Long Day’s Journey Into Night

This is a horror movie.

Long Day’s Journey Into Night is based on the Eugene O’Neill play, and it very much feels like a filmed play, with everything taking place in one location, the family home, over the course of a day.

The film begins cheerily enough, with a mother, father and their two sons gathered around the table for breakfast. A well-to-do middle class family in a fine house with servants and a beautiful sea view high on a hill. But the undercurrent of tension, recrimination, and fear isn’t long in making itself felt.

Jessica Lange is stunning and heart-breaking as Mary, the matriarch, a woman who has been destroyed by morphine, loneliness, and the steady accumulation of woes that comes with living long enough. It’s not an easy role, Mary is not a sighing, helpless victim, the writing doesn’t cheat at making her likeable by making her an object of pity. Mary is ugly, mean-spirited, her whole character swallowed by the morphine, sporting the profound selfishness of the addict. She meditates on her wrongs and resentments while high, growing so full of poison, she bursts, filling her family’s life with constant tirades about how they have ruined her happiness, how they have failed her, how blighted she is by them.

And it’s despite this, you still come to break your heart for her. Beautiful writing and an excruciatingly sensitive performance by Jessica show Mary hopelessly lost and desperately trying to hold onto her sense of self. A frantic scratching and scraping through her memories to recover how she came to be this way, when it all went wrong, and who is to blame. And with each horrific stinging spiteful thing she barks at those around her is a splinter of love she went looking for in her ruins.

And that is what makes the hurt all the sharper. Because they do love each other, all. The sons support and care for one another as they both endure their home-life. The father James (played by Ed Harris giving arguably the performance of his career) loves his wife, and desperately wishes he could save her from this sickness, living with the aching loss of her while she is still in front of him, touching her and being unable to reach her. And all have this shared sense of camaraderie, all isolated in this house on the hill, their shame known only to each other, all drowning together. Even Mary, at times will awake to see the man she fell in love with, the children she cradled with tenderness, and then the moment will pass, like the clouds over the sun, and she will once again be fighting the battles of the past, all gone now and beyond remedy.

Mary is haunted, by loneliness, by loss, by mortality and the spectre of death. Her helplessness in the face of her addiction, her spiralling tirades back and back and back again to the old resentments, the behaviour she swears off then repeats, she is a woman trapped by her past, doomed to constantly relive it, to the destruction of the present. But, as she says, “The past is the present, isn’t it? And the future too”.
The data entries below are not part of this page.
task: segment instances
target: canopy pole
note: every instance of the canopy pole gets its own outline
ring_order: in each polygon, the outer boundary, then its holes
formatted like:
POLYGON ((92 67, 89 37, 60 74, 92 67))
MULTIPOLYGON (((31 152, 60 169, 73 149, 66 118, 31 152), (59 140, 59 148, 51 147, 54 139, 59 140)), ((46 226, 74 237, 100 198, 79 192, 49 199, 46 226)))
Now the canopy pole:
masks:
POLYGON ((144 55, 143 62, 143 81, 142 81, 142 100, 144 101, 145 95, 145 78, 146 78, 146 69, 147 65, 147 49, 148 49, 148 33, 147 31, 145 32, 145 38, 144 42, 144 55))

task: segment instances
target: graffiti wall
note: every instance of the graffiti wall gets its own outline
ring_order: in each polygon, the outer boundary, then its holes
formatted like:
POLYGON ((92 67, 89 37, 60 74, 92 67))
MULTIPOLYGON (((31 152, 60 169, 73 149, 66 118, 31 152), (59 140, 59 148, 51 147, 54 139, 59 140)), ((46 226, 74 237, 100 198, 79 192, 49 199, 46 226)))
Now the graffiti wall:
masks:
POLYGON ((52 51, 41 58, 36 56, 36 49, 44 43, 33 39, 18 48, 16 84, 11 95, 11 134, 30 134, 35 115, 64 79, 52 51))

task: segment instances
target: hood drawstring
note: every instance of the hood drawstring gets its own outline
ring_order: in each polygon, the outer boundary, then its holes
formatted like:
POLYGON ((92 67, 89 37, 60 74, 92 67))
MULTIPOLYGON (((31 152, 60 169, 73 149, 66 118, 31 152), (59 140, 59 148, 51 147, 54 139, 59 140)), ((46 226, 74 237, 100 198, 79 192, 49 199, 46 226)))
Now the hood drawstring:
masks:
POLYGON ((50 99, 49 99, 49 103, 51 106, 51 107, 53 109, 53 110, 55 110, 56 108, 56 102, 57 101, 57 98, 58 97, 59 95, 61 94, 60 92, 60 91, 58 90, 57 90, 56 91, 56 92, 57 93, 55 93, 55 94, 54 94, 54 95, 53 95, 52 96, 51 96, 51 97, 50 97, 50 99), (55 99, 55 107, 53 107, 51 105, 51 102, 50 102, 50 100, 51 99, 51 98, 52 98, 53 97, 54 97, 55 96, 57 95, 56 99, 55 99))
And that’s what makes this a horror movie. An exquisitely written family drama, but a horror story none the less. This is a haunted house, filled with ghosts, and they are all the breathing people who live there. What is Mary’s existence but a living nightmare? What is that of the others, driven to drink to stay sane in the face of her madness? Each of them assigned their roles long, long ago, from birth even, and never allowed to move on from their assigned parts. Never permitted to have any other character than what everyone has decided for them, never know themself in any other way than through the fractured lens of a fractured woman.

The fact this gruelling autopsy of a family is but a day’s work in the long line of days stretching out before them, it’s enough to instill a terror of life as strong as that of death. Excellent film.